An express trust is a trust created by some action taken by the parties to establish the trust relationship, such as writing a contract or agreement saying “I will be the owner of this car, since your credit rating won’t let you get a car loan, but the car is really yours.” A resulting trust arises where the conduct of the parties shows an intention to establish a trust relationship.
Where an express or a resulting trust can’t be proven, the non-owning party must prove that owning party was “unjustly enriched” and then ask the court to impose a constructive trust over that asset in order to get a share of the asset’s value as compensation for the unjust enrichment. This is the most common type of trust claim made by unmarried couples.
The idea is that the court should impose a trust — “construct” a trust — if the unjust enrichment claim is proven. To establish unjust enrichment, the non-owning party must show that:
- he or she was deprived of something (like money, labour or the money that would have been paid for that labour);
- the other party benefited from the same thing that the non-owning party was deprived of (the money, the free labour, etc.); and,
- there is no legal reason, like a contract, why the owning party should have the benefit.

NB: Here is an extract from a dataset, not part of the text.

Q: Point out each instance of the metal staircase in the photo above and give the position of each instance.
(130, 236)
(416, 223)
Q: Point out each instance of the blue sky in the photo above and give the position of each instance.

Think of it like this. A couple had a traditional, domestic relationship: Partner A works in an office bringing home an income while Partner B stays home, maintains the household and cooks and cleans. Partner A gets the benefit of B’s domestic services, which saves A from having to hire a cook and housekeeper. At the same time, however, Partner B could have sold exactly those services to someone else and received a wage for working as a launderer, cook or housekeeper. Partner A benefited from exactly the thing that Partner B was deprived of, and A was therefore “unjustly enriched” at B’s loss.
While constructive trusts may establish an interest in an asset, they can be difficult to prove and disappointingly small. For example, the court might look at Partner A and Partner B and say to B: “Ah, but you didn’t pay any rent during your relationship, did you? You got free room and board in exchange for your chores, and we’ll chop the value of that from your interest in A’s property.”
You should not get the impression that all claims in constructive trust are doomed to fail. But you should be aware that they’re generally not nearly as fruitful as claims under the Family Relations Act. If you love your partner dearly, but love her property even more, get married!